Decentralized storage removes a central administrator and the risk of data breach
A decentralized digital identity is created with a unique public and private keypair that is used for encryption, signing, and making relationships with other parties. Each identity contains a decentralized identifier (DID) and a unique private/public encryption pair. We follow W3C DID specifications that define how a specific DID scheme can be implemented on a specific Distributed Ledger Technology or network, including the precise method(s) by which DIDs and DID Documents can be read, written, and revoked.
Decentralized identity provides end-to-end encryption protecting information while sharing
One of the clear advantages of decentralized models over current models is that decentralized identity users negotiate peer relationships with the users or applications with which they connect. The identity owner and the remote application securely exchange unique DIDs when creating a new peer relationship. Since the pairwise DIDs are privately negotiated only between the two parties, no external public key server, host messaging server, etc. has access to the keys or plaintext messages and strong end-to-end encryption is achieved.
Edge / Cloud Agents
Easily and unobtrusively manage their identities without the need to be continuously online
Users can install applications and subscribe to digital identity services for a wide range of purposes. Digital identity apps that provide local functionality and services (e.g., decentralized identity wallet) provide what is called an edge agent. Digital identity owners can also employ a cloud agent to help them with cloud-based activities. For example, a cloud agent can receive messages sent from remote peers and store them until an identity owner’s edge agent (e.g., device, app, etc.) connects to the cloud and is ready to receive them.

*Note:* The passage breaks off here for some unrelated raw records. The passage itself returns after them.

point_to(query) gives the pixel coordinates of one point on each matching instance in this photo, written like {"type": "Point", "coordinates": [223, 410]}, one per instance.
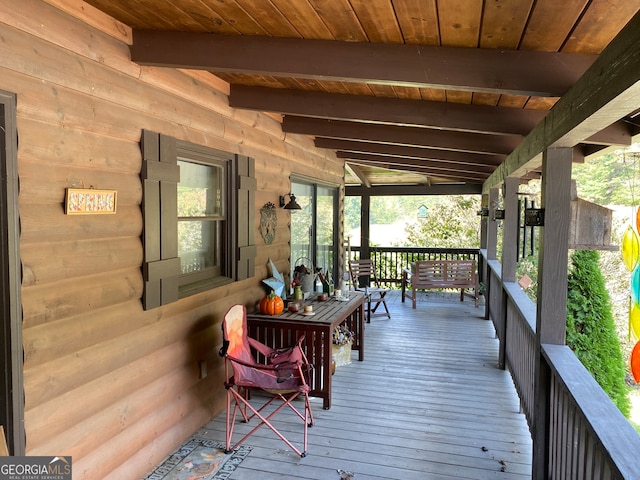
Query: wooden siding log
{"type": "Point", "coordinates": [62, 30]}
{"type": "Point", "coordinates": [89, 434]}
{"type": "Point", "coordinates": [133, 381]}
{"type": "Point", "coordinates": [49, 302]}
{"type": "Point", "coordinates": [41, 222]}
{"type": "Point", "coordinates": [68, 372]}
{"type": "Point", "coordinates": [94, 17]}
{"type": "Point", "coordinates": [34, 190]}
{"type": "Point", "coordinates": [48, 341]}
{"type": "Point", "coordinates": [47, 144]}
{"type": "Point", "coordinates": [187, 408]}
{"type": "Point", "coordinates": [47, 262]}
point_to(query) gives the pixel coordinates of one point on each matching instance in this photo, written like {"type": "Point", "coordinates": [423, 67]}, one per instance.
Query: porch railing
{"type": "Point", "coordinates": [586, 435]}
{"type": "Point", "coordinates": [390, 261]}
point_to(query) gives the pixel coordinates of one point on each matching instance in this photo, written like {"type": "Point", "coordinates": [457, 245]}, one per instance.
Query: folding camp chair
{"type": "Point", "coordinates": [283, 376]}
{"type": "Point", "coordinates": [363, 278]}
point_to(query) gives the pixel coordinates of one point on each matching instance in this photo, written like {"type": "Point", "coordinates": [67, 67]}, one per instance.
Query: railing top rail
{"type": "Point", "coordinates": [619, 439]}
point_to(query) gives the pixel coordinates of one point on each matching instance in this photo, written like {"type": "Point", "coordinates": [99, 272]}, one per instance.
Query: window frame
{"type": "Point", "coordinates": [160, 176]}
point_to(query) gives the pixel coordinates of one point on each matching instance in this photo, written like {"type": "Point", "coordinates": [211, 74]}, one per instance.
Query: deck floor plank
{"type": "Point", "coordinates": [428, 402]}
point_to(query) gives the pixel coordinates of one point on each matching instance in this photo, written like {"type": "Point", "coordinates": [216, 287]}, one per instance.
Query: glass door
{"type": "Point", "coordinates": [314, 228]}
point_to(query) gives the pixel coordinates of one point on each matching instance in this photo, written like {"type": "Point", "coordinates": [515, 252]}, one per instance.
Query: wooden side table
{"type": "Point", "coordinates": [278, 331]}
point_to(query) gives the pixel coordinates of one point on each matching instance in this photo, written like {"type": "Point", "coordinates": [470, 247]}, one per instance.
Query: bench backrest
{"type": "Point", "coordinates": [363, 272]}
{"type": "Point", "coordinates": [444, 272]}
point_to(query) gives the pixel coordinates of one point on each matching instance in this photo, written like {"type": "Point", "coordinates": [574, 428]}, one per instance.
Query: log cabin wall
{"type": "Point", "coordinates": [112, 385]}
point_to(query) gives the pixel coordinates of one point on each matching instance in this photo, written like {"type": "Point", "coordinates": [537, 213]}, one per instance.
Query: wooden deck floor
{"type": "Point", "coordinates": [428, 402]}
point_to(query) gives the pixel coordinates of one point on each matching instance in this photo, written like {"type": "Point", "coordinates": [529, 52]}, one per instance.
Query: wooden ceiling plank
{"type": "Point", "coordinates": [458, 176]}
{"type": "Point", "coordinates": [304, 18]}
{"type": "Point", "coordinates": [340, 19]}
{"type": "Point", "coordinates": [411, 136]}
{"type": "Point", "coordinates": [435, 189]}
{"type": "Point", "coordinates": [608, 91]}
{"type": "Point", "coordinates": [544, 35]}
{"type": "Point", "coordinates": [378, 20]}
{"type": "Point", "coordinates": [496, 16]}
{"type": "Point", "coordinates": [206, 17]}
{"type": "Point", "coordinates": [233, 14]}
{"type": "Point", "coordinates": [466, 69]}
{"type": "Point", "coordinates": [459, 22]}
{"type": "Point", "coordinates": [418, 20]}
{"type": "Point", "coordinates": [357, 172]}
{"type": "Point", "coordinates": [269, 18]}
{"type": "Point", "coordinates": [464, 158]}
{"type": "Point", "coordinates": [597, 26]}
{"type": "Point", "coordinates": [616, 134]}
{"type": "Point", "coordinates": [384, 159]}
{"type": "Point", "coordinates": [449, 116]}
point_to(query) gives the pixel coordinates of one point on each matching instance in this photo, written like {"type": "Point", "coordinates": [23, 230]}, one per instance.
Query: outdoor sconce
{"type": "Point", "coordinates": [292, 205]}
{"type": "Point", "coordinates": [534, 217]}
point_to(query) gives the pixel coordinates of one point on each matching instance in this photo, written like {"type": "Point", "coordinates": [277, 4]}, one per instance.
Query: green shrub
{"type": "Point", "coordinates": [591, 332]}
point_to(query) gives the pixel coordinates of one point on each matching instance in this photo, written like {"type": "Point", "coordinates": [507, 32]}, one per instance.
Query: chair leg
{"type": "Point", "coordinates": [307, 417]}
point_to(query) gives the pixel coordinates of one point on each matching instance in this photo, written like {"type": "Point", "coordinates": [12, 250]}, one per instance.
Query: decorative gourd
{"type": "Point", "coordinates": [272, 304]}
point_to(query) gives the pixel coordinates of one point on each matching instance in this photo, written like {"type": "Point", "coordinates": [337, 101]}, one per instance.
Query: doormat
{"type": "Point", "coordinates": [200, 459]}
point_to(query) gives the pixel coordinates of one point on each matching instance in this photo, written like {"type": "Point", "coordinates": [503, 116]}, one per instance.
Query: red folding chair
{"type": "Point", "coordinates": [283, 377]}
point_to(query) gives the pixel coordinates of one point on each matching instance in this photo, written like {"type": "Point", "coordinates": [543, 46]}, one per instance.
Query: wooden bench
{"type": "Point", "coordinates": [428, 274]}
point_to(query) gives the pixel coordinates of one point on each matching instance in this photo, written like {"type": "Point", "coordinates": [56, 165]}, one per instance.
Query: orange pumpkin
{"type": "Point", "coordinates": [272, 304]}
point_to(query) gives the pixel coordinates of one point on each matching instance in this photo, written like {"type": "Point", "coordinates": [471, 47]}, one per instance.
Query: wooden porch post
{"type": "Point", "coordinates": [551, 315]}
{"type": "Point", "coordinates": [509, 256]}
{"type": "Point", "coordinates": [365, 230]}
{"type": "Point", "coordinates": [492, 247]}
{"type": "Point", "coordinates": [492, 226]}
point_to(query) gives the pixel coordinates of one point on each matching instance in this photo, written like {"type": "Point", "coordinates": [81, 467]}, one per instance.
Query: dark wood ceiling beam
{"type": "Point", "coordinates": [618, 133]}
{"type": "Point", "coordinates": [357, 172]}
{"type": "Point", "coordinates": [463, 158]}
{"type": "Point", "coordinates": [530, 73]}
{"type": "Point", "coordinates": [393, 111]}
{"type": "Point", "coordinates": [434, 189]}
{"type": "Point", "coordinates": [605, 94]}
{"type": "Point", "coordinates": [382, 159]}
{"type": "Point", "coordinates": [408, 136]}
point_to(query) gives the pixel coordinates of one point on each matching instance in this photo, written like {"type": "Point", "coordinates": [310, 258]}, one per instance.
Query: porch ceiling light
{"type": "Point", "coordinates": [292, 205]}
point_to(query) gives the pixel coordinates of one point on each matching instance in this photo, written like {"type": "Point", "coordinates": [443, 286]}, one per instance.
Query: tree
{"type": "Point", "coordinates": [451, 222]}
{"type": "Point", "coordinates": [591, 332]}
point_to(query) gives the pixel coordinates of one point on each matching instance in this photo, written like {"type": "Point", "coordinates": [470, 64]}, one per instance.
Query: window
{"type": "Point", "coordinates": [201, 221]}
{"type": "Point", "coordinates": [314, 238]}
{"type": "Point", "coordinates": [198, 209]}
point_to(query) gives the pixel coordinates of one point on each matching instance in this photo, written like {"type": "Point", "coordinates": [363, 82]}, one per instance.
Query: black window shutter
{"type": "Point", "coordinates": [160, 176]}
{"type": "Point", "coordinates": [246, 188]}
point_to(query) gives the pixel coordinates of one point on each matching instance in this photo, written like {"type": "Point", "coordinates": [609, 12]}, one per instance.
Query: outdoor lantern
{"type": "Point", "coordinates": [292, 205]}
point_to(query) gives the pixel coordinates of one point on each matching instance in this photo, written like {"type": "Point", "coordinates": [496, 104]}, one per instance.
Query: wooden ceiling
{"type": "Point", "coordinates": [426, 92]}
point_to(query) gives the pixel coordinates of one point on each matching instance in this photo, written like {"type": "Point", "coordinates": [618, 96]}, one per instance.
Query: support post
{"type": "Point", "coordinates": [365, 229]}
{"type": "Point", "coordinates": [551, 314]}
{"type": "Point", "coordinates": [509, 257]}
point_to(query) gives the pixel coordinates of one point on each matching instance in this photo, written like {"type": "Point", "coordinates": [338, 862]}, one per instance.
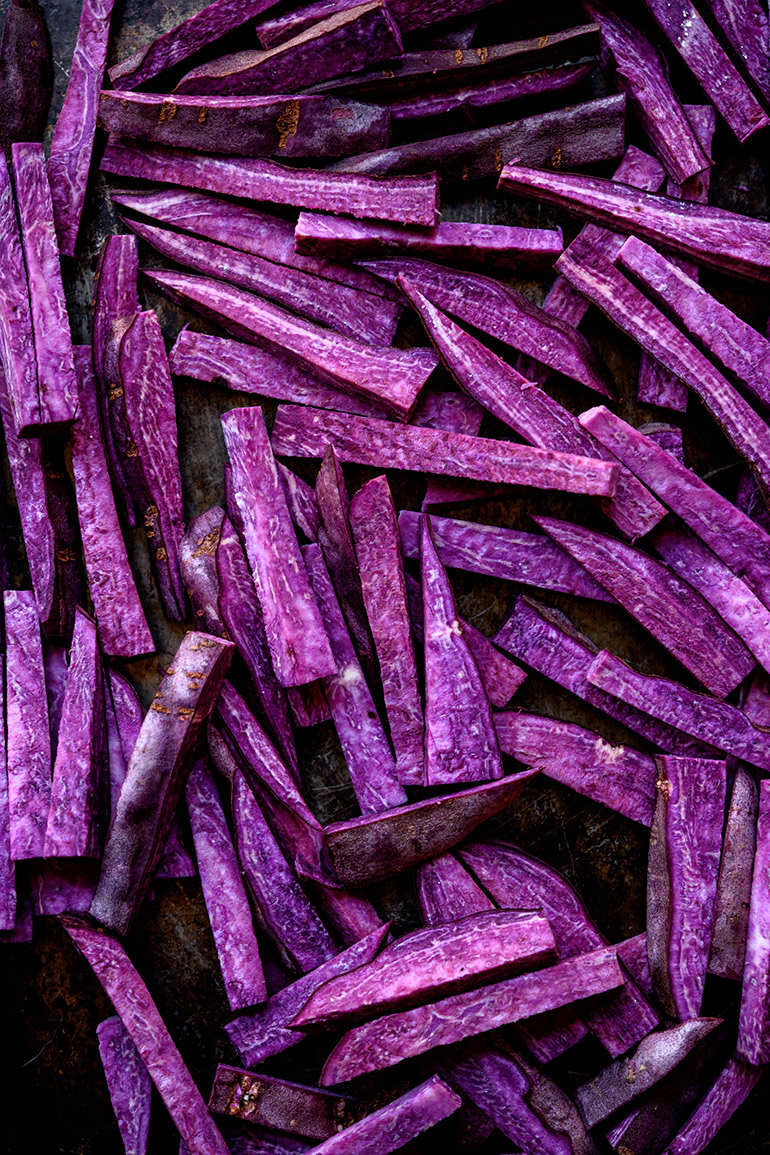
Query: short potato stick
{"type": "Point", "coordinates": [305, 432]}
{"type": "Point", "coordinates": [156, 774]}
{"type": "Point", "coordinates": [297, 639]}
{"type": "Point", "coordinates": [134, 1004]}
{"type": "Point", "coordinates": [409, 200]}
{"type": "Point", "coordinates": [128, 1082]}
{"type": "Point", "coordinates": [391, 378]}
{"type": "Point", "coordinates": [224, 893]}
{"type": "Point", "coordinates": [247, 125]}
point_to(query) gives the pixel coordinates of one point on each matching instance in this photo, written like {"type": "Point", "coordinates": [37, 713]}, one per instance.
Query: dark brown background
{"type": "Point", "coordinates": [57, 1098]}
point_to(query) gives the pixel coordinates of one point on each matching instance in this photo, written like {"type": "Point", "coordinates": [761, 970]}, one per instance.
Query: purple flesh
{"type": "Point", "coordinates": [155, 777]}
{"type": "Point", "coordinates": [398, 1036]}
{"type": "Point", "coordinates": [124, 631]}
{"type": "Point", "coordinates": [224, 892]}
{"type": "Point", "coordinates": [150, 1035]}
{"type": "Point", "coordinates": [727, 955]}
{"type": "Point", "coordinates": [670, 609]}
{"type": "Point", "coordinates": [374, 527]}
{"type": "Point", "coordinates": [709, 236]}
{"type": "Point", "coordinates": [461, 743]}
{"type": "Point", "coordinates": [391, 378]}
{"type": "Point", "coordinates": [53, 348]}
{"type": "Point", "coordinates": [615, 776]}
{"type": "Point", "coordinates": [69, 161]}
{"type": "Point", "coordinates": [574, 136]}
{"type": "Point", "coordinates": [367, 849]}
{"type": "Point", "coordinates": [27, 725]}
{"type": "Point", "coordinates": [410, 200]}
{"type": "Point", "coordinates": [129, 1083]}
{"type": "Point", "coordinates": [345, 42]}
{"type": "Point", "coordinates": [266, 1033]}
{"type": "Point", "coordinates": [502, 313]}
{"type": "Point", "coordinates": [247, 126]}
{"type": "Point", "coordinates": [305, 432]}
{"type": "Point", "coordinates": [79, 803]}
{"type": "Point", "coordinates": [690, 36]}
{"type": "Point", "coordinates": [297, 639]}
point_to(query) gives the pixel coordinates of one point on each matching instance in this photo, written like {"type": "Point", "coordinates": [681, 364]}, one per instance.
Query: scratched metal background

Zero knowledge proof satisfies an information request while protecting the privacy of the user
Identities can make assertions (without revealing the data itself) which are cryptographically verifiable by the receiving party. Verifiable credentials are a standardized method for issuing and presenting claims about a person’s identity (e.g., driver’s license, university qualifications, passport, gym membership, etc.).
The major cryptographic element used by decentralized identities to request and validate verifiable credential assertions is known as a zero knowledge proof (ZKP).